Auch in den Systemvisionen gehen die Einschätzungen der Akteur*innen bezüglich des zukünftigen Ausbaus von Windenergie Offshore deutlich auseinander. Darum wollen wir uns in diesem Beitrag der Frage widmen, wo die Differenzen in der Einschätzung von Windenergie Offshore liegen, und aufzeigen, welche Maßnahmen dabei unterstützen können, Kompromisse zu entwickeln und Zielkonflikte abzumildern.

1. Positionen in der Debatte

1.1. Welche positiven Effekte haben 70 GW Windenergie Offshore?

Um die Klimaziele zu erreichen, ist eine schnelle Ablösung konventioneller Kraftwerke durch Erneuerbare Energien erforderlich. Hierbei soll laut Bundeswirtschaftsminister Robert Habeck Windenergie Offshore eine wesentliche Rolle spielen (BMWK, 2021).

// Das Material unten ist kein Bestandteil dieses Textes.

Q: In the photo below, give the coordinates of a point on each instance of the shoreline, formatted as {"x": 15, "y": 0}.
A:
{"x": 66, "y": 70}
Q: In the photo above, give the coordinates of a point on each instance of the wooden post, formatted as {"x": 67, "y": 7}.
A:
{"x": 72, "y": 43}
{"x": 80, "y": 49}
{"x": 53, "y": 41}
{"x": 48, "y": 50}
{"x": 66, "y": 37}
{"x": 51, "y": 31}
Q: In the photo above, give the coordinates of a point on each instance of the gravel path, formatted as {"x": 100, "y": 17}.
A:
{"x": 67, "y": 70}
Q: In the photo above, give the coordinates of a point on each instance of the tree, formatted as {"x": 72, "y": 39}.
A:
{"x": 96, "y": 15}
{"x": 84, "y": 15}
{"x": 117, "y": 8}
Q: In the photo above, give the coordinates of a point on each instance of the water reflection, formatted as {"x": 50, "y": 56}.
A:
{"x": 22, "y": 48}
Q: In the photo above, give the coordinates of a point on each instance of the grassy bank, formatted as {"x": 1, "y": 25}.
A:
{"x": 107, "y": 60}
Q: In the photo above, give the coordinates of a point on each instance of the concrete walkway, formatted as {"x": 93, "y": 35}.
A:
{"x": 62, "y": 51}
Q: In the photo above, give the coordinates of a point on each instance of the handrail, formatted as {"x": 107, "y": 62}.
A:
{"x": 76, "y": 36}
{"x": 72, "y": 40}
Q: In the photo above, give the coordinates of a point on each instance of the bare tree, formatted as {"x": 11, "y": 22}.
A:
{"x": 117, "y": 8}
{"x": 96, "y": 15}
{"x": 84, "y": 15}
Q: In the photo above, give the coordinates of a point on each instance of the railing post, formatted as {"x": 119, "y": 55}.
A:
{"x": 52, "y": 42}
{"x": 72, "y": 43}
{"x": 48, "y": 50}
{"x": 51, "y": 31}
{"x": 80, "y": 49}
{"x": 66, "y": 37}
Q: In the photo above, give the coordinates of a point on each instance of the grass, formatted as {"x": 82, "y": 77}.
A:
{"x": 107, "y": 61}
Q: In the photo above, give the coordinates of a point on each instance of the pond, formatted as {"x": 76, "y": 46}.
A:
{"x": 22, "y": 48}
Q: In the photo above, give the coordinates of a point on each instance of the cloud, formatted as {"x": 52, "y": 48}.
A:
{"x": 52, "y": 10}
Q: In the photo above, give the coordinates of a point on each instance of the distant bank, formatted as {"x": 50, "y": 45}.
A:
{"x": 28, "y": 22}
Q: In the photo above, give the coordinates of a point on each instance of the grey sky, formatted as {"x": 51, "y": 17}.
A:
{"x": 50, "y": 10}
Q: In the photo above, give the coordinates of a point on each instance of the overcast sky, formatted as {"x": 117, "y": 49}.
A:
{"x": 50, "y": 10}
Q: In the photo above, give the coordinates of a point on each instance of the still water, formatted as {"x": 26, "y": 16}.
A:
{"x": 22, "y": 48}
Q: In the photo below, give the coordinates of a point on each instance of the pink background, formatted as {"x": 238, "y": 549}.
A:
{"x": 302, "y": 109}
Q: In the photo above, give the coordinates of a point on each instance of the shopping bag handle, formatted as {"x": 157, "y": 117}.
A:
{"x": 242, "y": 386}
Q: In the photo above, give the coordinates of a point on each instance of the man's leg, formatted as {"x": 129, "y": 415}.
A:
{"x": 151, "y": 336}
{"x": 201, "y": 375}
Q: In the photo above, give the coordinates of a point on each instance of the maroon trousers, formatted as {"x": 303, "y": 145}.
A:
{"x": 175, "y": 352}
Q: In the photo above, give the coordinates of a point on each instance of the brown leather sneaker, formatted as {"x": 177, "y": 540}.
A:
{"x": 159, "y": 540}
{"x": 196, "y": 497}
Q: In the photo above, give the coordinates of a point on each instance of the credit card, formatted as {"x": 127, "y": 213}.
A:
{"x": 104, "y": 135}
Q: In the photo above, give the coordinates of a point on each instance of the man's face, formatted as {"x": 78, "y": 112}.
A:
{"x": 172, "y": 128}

Windenergie Offshore hat im Vergleich zu Onshore und Photovoltaik den Vorteil, dass sie höhere Volllaststunden erzielt und auch zu Zeiten von geringer Windenergieerzeugung Onshore noch zuverlässig Strom erzeugt. Sie ermöglicht insbesondere die Dekarbonisierung der Industrie und die Versorgung von Ballungsgebieten mit einem vergleichsweise geringen Planungsaufwand.

Der Ausbau von Windenergie Offshore betrifft im Vergleich zu Onshore eine kleinere Anzahl meist institutionell beteiligter Akteur*innen. Bei Windenergie Onshore tragen die zum Teil bestehenden Vorbehalte zur Verzögerung der Planungs- und Genehmigungsprozesse bei. Der Fokus auf Windenergie Offshore reduziert so den Druck auf die Konflikte an Land. Für die Dekarbonisierung der Industrie wird neben dem oben genannten regenerativen Strom auch eine große Menge grünen Wasserstoffs benötigt. Elektrolyseure sollten auch zur Amortisierung eine hohe Volllaststundenzahl aufweisen. Um dies zu gewährleisten, bietet sich die Kopplung von Windenergie Offshore und Elektrolyseur an. Ein weiterer Vorteil: Wird der Wasserstoff bereits auf See oder an der Küste erzeugt, muss die Infrastruktur nur für die Energiemengen (abzüglich geringfügiger Transportverluste) ausgebaut werden, die am Ende auch genutzt werden. Würde der Wasserstoff hingegen verbrauchsnah umgewandelt, so müsste die Stromnetzinfrastruktur auch für den Energietransport ausgebaut werden, der am Ende durch die hohen Wirkungsgradverluste von ca. 18 - 33 % (Milanzi et al, 2018) bei der Elektrolyse verloren geht.

Durch den völkerrechtswidrigen Angriffskrieg Russlands auf die Ukraine ist noch eine weitere Dimension in die Überlegungen zu integrieren: Der Ausbau Erneuerbarer Energien muss insgesamt noch dringlicher erfolgen, um die Abhängigkeit von fossilen Energieimporten zu reduzieren.

1.2. Welche negativen Effekte haben 70 GW Windenergie Offshore?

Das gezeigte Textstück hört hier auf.